Pięć - jest lepiej

256 24 4
                                    

Michael okazał się być wspaniałym kolegą. Gdy jakiś typek przed szkołą mnie zaczepił Mike, który szedł w moją stronę szybko zainterweniował. Jestem mu taka wdzięczna, chociaż on ciągle powtarza, że nie ma sprawy i, że każdy by tak zrobił, ale ja wiem, że on jest inny niż każdy. Jest naprawdę cudowny, chyba w każdym tego słowa znaczeniu. Jest tak dobrze wychowany, kulturalny, szarmancki, spokojny, ale zarówno taki dzielny i silny. W dodatku jest bardzo przystojny i dziwię się dlaczego dziewczyny nie biegają za nim jak za Lukiem.

Co do Luka ta wiadomość, że jest z Karen to zwykłe bzdury.
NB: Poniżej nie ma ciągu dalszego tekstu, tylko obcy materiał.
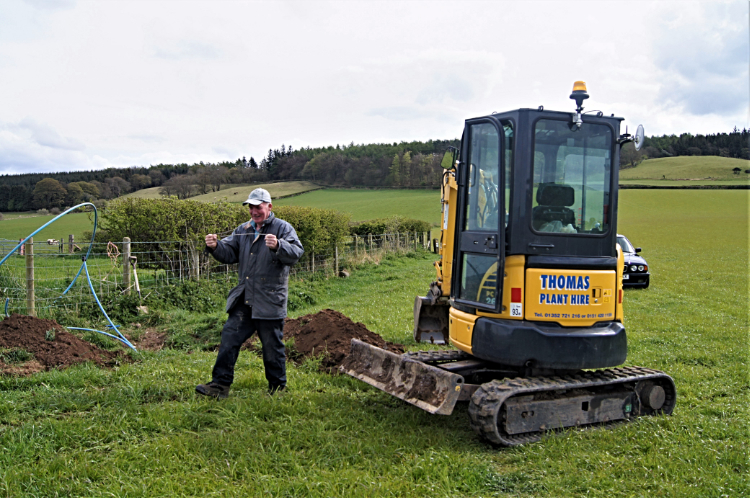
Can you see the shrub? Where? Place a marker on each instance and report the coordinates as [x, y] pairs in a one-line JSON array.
[[147, 220]]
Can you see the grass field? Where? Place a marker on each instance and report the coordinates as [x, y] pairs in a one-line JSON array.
[[235, 193], [699, 170], [370, 204], [139, 430], [74, 223]]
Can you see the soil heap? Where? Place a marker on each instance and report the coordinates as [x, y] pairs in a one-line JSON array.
[[329, 334], [56, 349]]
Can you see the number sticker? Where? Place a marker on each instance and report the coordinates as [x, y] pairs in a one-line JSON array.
[[516, 309]]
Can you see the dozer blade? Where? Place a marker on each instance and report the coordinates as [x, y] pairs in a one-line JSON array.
[[430, 320], [430, 388]]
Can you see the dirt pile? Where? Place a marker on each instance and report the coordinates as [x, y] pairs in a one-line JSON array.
[[49, 345], [329, 333]]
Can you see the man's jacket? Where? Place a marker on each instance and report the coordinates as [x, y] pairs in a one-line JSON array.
[[264, 274]]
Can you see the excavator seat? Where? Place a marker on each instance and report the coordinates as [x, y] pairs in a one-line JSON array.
[[553, 201]]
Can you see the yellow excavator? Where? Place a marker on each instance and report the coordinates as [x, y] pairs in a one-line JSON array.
[[529, 284]]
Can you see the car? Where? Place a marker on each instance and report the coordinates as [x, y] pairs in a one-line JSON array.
[[636, 272]]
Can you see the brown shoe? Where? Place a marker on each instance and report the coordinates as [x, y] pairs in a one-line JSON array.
[[213, 389]]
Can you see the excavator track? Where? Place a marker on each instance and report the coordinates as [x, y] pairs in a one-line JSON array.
[[438, 356], [517, 411]]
Pytałam się go o to, a on zaprzeczył i to z powagą na twarzy. Powiedział, że lubi Karen, ale na razie nic z nią nie planuje. Marisa jest okropna. Gdyby wymyśliła coś o mnie pożegnałaby się ze statusem mojej 'przyjaciółki', a przez to, że jestem bardziej lubiana w szkole niż ona, miałabym większe poparcie.

Mama kupiła mi mocne tabletki na sen. O ile dobrze wiem, nazywają się psychotropowe. Pomagają mi przespać jakieś 5 godzin, za co jestem ogromnie wdzięczna. Wyglądam teraz lepiej, przez co rozumieć, że moje worki zanikają, a oczy nie są już takie opuchnięte.
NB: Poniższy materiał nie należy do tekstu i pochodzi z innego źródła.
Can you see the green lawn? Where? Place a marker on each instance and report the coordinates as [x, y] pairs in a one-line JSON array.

Tak jak mówiłam uwielbiam zakupy, ale tylko te przez internet. Na takich nie mdleję. Ostatnio zamówiłam sobie 2 swetry, bo zbliża się jesień = sweater weather. Do tego kupiłam czarne rurki, które chciałam mieć od zawsze i buty, które są bardziej zimowe. W jednym swetrze byłam dzisiaj w szkole i część moich znajomych pochwaliła mój wygląd. Tak bardzo się cieszę, że już lepiej.

_________________________________

ten rozdział odbiega ode mnie i powstał dzięki mojej wyobraźni :) 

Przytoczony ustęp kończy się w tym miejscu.